Hotel executives frequently discuss branding, but many of them fail to do it well. So what are hotel companies doing wrong? Senior Hospitality Editor Sean O’Neill turns to Cornell University professor Chekitan Dev, an expert on the subject, for answers.

Dev, who wrote the book Hospitality Branding, said that branding is essentially giving travelers reasons to pick one hotel over others. He uses five adjectives to describe an effective brand — bold, relevant, authentic, novel and distinct. Those adjectives spell out the acronym brand, O’Neill points out.

But despite describing branding as conceptually easy, Dev acknowledged poor brand management is also easy to accomplish. He believes that research and development is at an all-time low in the hotel industry, contributing to the large-scale lack of innovation he sees. In addition, the pandemic may have sparked more of so-called brand cheating, O’Neill writes. Parent company-run hotels had on average worse compliance with brand standards than franchised properties, according to research Dev contributed to.

We turn next to Tripadvisor. Its new CEO Matt Goldberg said in his first earnings call at the helm that he aims to enhance the company’s use of data, reports Executive Editor Dennis Schaal.

Goldberg, who assumed the CEO role on July 1, didn’t provide any specifics about strategy changes during Tripadvisor’s second-earnings call. But he believes that Tripadvisor can better use data to improve the customer experience and boost its partners’ return on investment. Goldberg cited his experience running data-driven businesses as the reason for his confidence. Meanwhile, Chief Financial Officer Ernst Teunissen raised the possibility that Tripadvisor would make acquisitions to complement its brands Viator and TheFork.

Tripadvisor generated $31 million in net income during the second quarter, in contrast to a $40 million net loss the same period last year.

We finish today in Gibraltar. The longtime UK territory could get a significant tourism boost thanks to a treaty that would abolish border controls with Spain, writes Contributor Sonia Menken.

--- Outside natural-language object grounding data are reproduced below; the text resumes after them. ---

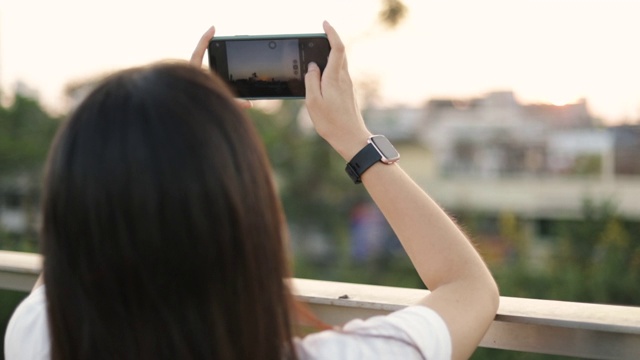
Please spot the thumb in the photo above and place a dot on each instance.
(312, 81)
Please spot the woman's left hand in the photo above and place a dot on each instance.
(201, 48)
(198, 55)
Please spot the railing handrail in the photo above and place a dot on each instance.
(596, 331)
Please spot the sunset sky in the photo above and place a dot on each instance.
(553, 51)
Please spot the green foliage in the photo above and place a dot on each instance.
(26, 131)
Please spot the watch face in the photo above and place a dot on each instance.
(389, 153)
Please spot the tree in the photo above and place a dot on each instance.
(26, 131)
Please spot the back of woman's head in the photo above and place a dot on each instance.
(162, 233)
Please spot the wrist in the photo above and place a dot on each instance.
(349, 146)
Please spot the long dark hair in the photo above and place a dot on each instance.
(163, 237)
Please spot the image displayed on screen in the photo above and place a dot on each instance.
(264, 67)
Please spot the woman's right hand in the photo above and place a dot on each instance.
(331, 103)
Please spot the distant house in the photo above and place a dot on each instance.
(627, 149)
(496, 136)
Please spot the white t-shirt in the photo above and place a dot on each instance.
(415, 332)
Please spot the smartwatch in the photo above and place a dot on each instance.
(378, 148)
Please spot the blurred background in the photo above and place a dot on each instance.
(521, 118)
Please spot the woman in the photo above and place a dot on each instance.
(163, 236)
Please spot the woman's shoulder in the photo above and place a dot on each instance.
(27, 334)
(415, 332)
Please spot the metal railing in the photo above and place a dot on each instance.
(588, 331)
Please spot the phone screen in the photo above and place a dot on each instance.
(267, 68)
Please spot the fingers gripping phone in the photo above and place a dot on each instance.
(267, 66)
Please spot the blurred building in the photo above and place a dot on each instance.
(496, 136)
(627, 149)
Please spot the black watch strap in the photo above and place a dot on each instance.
(363, 160)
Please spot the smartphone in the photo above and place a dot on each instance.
(267, 66)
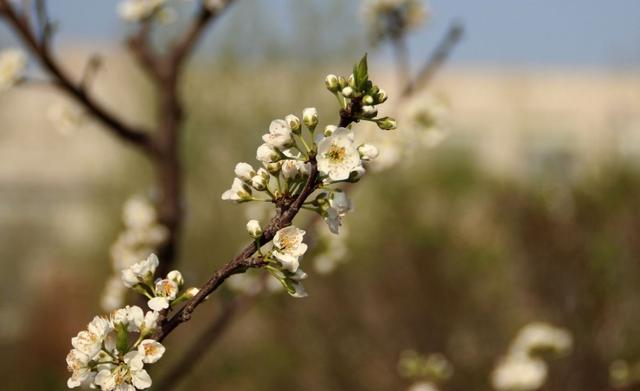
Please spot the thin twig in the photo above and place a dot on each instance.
(20, 25)
(436, 59)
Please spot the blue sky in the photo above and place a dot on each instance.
(590, 33)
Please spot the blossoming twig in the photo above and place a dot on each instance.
(40, 49)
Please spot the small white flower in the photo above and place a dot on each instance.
(254, 229)
(310, 117)
(141, 271)
(368, 152)
(519, 373)
(239, 192)
(337, 156)
(244, 171)
(288, 247)
(279, 136)
(12, 65)
(293, 122)
(267, 154)
(151, 350)
(165, 290)
(294, 169)
(176, 277)
(78, 365)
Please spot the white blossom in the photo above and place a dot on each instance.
(166, 290)
(519, 373)
(368, 152)
(337, 156)
(294, 169)
(288, 247)
(280, 135)
(244, 171)
(140, 272)
(239, 192)
(12, 65)
(267, 154)
(151, 350)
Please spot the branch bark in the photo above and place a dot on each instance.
(40, 49)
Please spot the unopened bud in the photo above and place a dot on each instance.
(332, 83)
(369, 111)
(294, 123)
(382, 96)
(386, 123)
(310, 117)
(254, 229)
(329, 129)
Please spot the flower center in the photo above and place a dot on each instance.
(336, 153)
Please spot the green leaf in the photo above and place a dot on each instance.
(361, 73)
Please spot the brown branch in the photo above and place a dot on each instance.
(40, 50)
(436, 59)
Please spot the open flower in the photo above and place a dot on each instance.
(337, 155)
(151, 350)
(140, 272)
(165, 290)
(288, 247)
(280, 135)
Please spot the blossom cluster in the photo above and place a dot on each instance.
(523, 368)
(142, 235)
(12, 66)
(163, 293)
(391, 19)
(291, 150)
(112, 351)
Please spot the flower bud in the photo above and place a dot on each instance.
(294, 123)
(310, 117)
(351, 81)
(267, 154)
(244, 171)
(369, 111)
(386, 123)
(191, 292)
(254, 229)
(176, 277)
(273, 168)
(329, 129)
(341, 82)
(331, 81)
(382, 96)
(368, 152)
(259, 182)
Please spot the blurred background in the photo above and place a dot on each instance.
(528, 210)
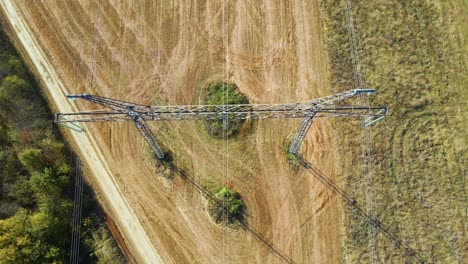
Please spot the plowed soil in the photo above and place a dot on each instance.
(164, 51)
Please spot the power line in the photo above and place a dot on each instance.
(354, 204)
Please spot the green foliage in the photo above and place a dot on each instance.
(228, 207)
(224, 94)
(31, 159)
(292, 160)
(21, 239)
(35, 206)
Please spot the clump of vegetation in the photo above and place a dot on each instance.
(226, 206)
(35, 199)
(224, 94)
(292, 160)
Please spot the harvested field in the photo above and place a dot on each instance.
(164, 52)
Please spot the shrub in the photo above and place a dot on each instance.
(228, 207)
(220, 94)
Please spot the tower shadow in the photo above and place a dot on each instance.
(203, 191)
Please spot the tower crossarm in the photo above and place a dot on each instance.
(332, 99)
(253, 112)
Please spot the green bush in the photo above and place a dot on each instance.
(227, 207)
(224, 94)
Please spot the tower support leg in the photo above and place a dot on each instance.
(301, 132)
(149, 137)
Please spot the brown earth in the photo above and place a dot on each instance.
(147, 51)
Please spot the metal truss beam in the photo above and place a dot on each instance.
(125, 111)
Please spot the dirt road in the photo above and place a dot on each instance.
(155, 52)
(129, 225)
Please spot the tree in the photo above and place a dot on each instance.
(31, 159)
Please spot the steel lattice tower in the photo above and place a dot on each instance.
(140, 114)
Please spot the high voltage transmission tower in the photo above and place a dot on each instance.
(139, 114)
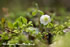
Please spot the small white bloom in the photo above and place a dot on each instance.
(45, 19)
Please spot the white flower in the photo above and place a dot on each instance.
(45, 19)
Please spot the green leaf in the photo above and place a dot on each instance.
(41, 12)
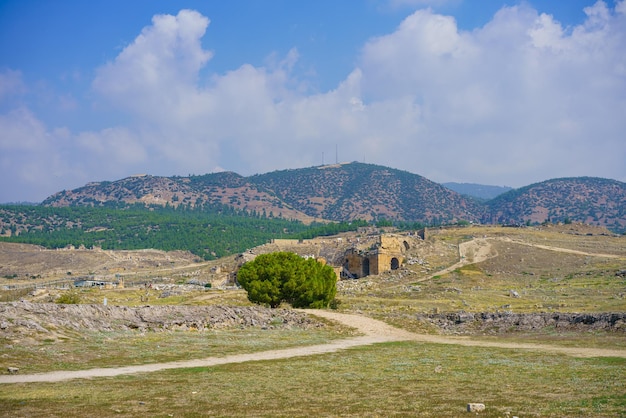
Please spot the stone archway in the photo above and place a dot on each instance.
(366, 266)
(395, 263)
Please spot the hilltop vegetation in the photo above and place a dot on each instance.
(373, 193)
(209, 234)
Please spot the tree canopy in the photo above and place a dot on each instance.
(274, 278)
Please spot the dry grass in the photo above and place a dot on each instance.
(393, 379)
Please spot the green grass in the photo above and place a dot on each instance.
(393, 379)
(124, 348)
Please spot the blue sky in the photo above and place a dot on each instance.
(494, 92)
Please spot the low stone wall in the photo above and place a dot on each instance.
(489, 322)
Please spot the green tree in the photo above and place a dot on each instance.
(286, 277)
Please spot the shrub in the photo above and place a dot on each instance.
(273, 278)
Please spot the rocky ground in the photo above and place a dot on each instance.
(49, 320)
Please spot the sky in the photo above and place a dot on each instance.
(497, 92)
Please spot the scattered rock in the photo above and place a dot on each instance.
(475, 407)
(26, 318)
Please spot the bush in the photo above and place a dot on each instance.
(273, 278)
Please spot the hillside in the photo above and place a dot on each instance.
(590, 200)
(345, 192)
(480, 191)
(225, 188)
(369, 192)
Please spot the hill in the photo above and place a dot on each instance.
(345, 192)
(340, 192)
(590, 200)
(480, 191)
(369, 192)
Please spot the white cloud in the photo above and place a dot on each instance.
(519, 100)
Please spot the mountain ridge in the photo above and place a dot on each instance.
(349, 191)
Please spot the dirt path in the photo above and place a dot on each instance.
(375, 332)
(560, 249)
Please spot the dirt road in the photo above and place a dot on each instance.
(374, 332)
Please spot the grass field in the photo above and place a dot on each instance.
(387, 379)
(391, 379)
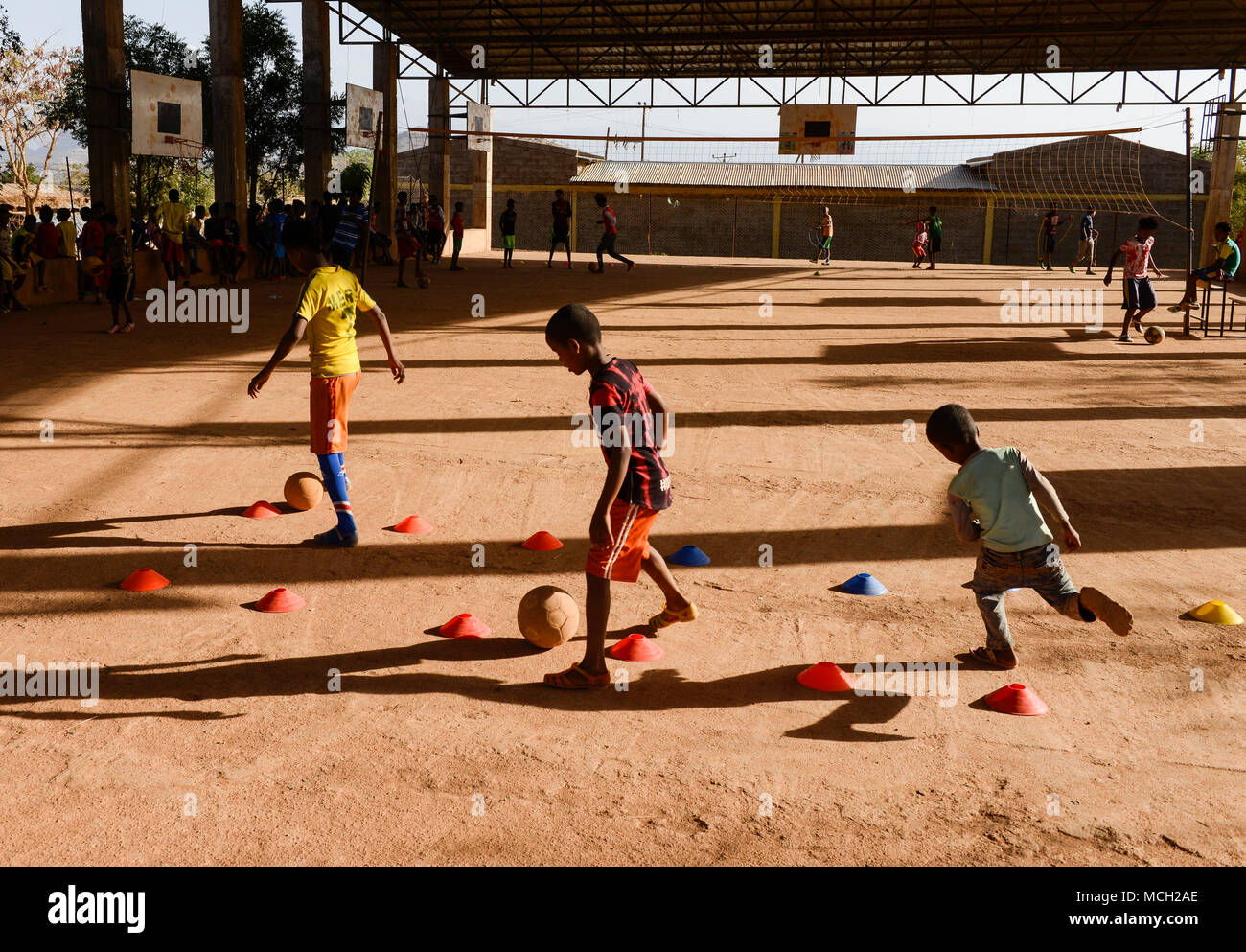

Menken writes that a treaty allowing Gibraltar to join the European Union’s Schengen Area by the end of 2022 is being negotiated. Citizens of the area’s 26 nations can travel freely in the region without having to display a passport or national identity card. Gibraltar’s officials have said its economy would benefit significantly from joining the Schengen Area. The territory is home to the renowned limestone promontory The Rock, which would likely see more visitors.

Joining the Schengen Area would likely push more Spaniards to work in Gibraltar. Roughly 16,000 Spaniards already cross the border to work daily in Gibraltar.